Rachel Locricchio, a certified public accountant and principal at Rehmann in Detroit, said many people didn’t realize the impact of having slightly more money in their paychecks, as several tax deductions were eliminated.
“The (withholding) tables changed behind the scenes,” she said.
“I’m expecting less surprises from my clients this year because we addressed a lot of that. But you never know; there’ll be somebody,” Locricchio said.
So far, much of the buzz early in the tax season hasn’t dwelled on smaller refunds.
“I have not heard the same level of anxiety,” O’Rilley said.
“Last year most taxpayers had no idea of what was going to happen – they assumed that they would benefit from tax breaks and get more in the form of a refund,” O’Rilley said.
“They did not anticipate a reduction or actually owing.”
Even so, many do-it-yourselfers could still be off the mark when it comes to their tax withholding unless they made some changes.
The IRS launched a new Tax Withholding Estimator last August to make it easier for everyone to have the right amount of tax withheld during the year.
It remains a task that you need to do, however. And once you calculate your numbers on the estimator you still must complete a new Form W-4, Employee’s Withholding Certificate, and submit the completed Form W-4 to your employer.
One issue that could hit tax filers this year is that if they were under withholding in 2019, they were doing so throughout the year.
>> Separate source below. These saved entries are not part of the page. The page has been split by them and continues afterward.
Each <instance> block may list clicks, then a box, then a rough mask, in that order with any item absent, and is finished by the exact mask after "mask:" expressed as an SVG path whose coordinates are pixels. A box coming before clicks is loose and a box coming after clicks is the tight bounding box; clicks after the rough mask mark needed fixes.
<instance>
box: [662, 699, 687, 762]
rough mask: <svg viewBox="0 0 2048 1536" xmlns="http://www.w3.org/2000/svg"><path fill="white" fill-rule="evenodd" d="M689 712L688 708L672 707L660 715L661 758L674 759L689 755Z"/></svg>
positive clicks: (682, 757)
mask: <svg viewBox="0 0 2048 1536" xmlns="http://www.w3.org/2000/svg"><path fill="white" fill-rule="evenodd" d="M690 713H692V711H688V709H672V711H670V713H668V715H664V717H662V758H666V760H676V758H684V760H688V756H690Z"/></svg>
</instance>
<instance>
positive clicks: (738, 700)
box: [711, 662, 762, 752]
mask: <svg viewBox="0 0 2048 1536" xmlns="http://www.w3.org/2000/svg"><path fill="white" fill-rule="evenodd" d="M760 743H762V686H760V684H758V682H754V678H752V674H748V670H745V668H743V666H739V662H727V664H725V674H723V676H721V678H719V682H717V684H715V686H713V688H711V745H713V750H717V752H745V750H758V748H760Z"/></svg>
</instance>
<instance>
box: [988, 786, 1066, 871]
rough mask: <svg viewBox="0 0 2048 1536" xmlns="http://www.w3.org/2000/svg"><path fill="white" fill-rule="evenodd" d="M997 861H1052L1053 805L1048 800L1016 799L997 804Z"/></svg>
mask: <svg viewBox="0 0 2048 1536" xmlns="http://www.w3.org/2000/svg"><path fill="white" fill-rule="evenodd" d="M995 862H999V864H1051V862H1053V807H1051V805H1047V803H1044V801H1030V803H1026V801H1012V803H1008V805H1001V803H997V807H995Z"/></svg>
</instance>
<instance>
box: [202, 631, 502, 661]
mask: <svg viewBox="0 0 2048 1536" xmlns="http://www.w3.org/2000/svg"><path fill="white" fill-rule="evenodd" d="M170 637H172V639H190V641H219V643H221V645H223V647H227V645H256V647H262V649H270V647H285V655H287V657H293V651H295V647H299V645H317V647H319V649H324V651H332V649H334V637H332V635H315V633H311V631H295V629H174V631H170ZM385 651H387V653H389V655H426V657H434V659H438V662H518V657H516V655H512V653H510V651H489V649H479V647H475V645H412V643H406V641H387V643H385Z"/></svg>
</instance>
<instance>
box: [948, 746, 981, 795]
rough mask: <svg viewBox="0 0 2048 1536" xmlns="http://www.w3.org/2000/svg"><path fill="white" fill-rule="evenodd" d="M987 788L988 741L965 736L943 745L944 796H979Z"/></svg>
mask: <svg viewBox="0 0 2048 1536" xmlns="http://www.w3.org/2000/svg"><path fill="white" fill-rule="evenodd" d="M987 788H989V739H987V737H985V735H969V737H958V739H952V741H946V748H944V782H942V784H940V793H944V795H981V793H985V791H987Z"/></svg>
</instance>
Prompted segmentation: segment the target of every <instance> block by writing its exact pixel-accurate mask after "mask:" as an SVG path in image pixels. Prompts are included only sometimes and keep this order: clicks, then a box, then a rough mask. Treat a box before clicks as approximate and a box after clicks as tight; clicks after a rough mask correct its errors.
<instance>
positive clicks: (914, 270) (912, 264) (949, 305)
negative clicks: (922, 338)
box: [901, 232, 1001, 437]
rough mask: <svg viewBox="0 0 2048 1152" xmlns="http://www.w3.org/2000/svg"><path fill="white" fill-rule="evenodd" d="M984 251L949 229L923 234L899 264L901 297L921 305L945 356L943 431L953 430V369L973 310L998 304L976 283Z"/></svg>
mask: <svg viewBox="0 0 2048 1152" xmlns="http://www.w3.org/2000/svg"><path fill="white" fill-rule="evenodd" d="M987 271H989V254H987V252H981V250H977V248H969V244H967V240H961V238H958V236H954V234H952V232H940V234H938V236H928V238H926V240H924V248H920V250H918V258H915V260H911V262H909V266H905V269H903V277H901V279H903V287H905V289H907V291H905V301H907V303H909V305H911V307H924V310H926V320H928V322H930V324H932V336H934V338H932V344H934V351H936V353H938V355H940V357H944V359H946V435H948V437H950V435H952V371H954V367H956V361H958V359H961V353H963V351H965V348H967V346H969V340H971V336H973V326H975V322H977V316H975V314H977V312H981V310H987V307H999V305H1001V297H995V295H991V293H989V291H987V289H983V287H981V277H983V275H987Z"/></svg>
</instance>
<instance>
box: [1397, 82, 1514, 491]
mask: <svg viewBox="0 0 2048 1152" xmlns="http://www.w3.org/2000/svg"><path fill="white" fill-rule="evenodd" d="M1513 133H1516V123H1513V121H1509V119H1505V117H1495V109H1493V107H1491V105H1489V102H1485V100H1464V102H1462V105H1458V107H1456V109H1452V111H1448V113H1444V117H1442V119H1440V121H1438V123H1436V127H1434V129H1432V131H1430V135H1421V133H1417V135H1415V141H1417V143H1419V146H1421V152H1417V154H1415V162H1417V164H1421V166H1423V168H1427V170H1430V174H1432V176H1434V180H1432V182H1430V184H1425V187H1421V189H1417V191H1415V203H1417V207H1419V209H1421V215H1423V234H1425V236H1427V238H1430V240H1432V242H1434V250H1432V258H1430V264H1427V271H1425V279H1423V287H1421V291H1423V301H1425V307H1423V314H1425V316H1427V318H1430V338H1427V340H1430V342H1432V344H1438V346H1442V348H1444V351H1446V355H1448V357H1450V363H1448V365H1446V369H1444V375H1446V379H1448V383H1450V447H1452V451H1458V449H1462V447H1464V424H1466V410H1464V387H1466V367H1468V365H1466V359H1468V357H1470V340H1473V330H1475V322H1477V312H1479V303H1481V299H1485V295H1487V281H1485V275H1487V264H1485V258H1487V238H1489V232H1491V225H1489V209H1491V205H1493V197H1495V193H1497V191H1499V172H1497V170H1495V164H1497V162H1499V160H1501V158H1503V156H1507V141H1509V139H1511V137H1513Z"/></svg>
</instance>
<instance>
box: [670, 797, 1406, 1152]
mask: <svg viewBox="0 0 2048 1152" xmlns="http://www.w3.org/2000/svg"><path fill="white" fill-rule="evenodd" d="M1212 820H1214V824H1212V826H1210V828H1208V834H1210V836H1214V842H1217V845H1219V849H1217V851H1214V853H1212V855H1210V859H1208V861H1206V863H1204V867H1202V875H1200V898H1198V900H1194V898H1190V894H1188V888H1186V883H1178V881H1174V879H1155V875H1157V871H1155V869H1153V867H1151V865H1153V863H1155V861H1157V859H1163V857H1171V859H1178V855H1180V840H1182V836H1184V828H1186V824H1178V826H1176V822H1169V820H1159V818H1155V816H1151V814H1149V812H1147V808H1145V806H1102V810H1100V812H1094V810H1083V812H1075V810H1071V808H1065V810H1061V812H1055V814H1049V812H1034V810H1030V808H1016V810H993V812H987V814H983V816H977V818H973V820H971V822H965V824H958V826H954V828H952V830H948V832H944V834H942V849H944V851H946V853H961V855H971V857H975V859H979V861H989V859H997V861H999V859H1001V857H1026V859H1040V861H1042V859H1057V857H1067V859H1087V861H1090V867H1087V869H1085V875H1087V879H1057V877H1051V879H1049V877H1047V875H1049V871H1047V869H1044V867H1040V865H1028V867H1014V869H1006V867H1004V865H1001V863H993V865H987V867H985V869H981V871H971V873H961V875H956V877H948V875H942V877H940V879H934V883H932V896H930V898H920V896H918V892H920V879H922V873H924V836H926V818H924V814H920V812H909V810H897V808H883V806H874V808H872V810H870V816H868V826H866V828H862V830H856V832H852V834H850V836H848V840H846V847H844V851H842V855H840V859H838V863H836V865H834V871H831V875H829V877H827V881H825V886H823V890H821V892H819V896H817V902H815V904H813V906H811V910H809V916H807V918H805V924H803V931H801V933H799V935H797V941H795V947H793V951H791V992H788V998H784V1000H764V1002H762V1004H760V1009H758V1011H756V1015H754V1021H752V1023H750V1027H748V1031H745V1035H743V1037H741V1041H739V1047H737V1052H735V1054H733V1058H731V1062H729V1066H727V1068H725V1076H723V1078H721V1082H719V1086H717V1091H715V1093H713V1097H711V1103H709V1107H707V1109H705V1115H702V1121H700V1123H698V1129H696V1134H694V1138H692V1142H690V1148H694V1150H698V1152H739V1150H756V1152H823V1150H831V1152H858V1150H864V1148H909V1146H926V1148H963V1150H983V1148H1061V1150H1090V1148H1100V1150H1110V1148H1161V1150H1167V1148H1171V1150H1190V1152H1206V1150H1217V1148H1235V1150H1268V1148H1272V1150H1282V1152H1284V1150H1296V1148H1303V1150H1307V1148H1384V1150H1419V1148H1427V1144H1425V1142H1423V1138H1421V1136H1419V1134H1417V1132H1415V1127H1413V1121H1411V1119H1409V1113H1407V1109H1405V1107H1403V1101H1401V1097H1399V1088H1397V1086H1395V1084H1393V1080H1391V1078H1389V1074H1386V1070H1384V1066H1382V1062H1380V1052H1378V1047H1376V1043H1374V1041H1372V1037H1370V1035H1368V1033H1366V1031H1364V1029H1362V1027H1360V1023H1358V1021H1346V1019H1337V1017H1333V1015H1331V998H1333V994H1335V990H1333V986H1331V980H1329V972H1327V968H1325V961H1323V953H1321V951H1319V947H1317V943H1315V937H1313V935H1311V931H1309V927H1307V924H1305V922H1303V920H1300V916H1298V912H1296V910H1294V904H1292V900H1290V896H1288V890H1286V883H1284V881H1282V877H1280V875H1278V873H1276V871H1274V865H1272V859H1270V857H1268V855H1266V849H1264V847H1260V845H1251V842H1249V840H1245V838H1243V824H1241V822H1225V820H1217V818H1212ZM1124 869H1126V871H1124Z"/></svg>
The new withholding tables in 2018 did not hit paychecks until later in February.
Should you be banking on a big tax refund?
Well, theoretically, no.
Many households tend to hold more money out of their paychecks for taxes throughout the year than necessary because they want a generous tax refund check.
Economists and accountants would argue that you’re better offer getting that money upfront during the year and taking a smaller refund or owing a small amount of money.
But many people don’t view things that way.
“Everybody does various things to be able to save,” Morduch said. “Saving up is hard.”
A tax refund becomes one mechanism, not a perfect mechanism, Morduch said, that enables families to forgo spending money throughout the year to essentially save up money for something meaningful.
“Your life, your year is organized around this tax refund. You organize your financial year around getting a tax refund,” Morduch said.
“If it’s not coming, it creates anxiety.”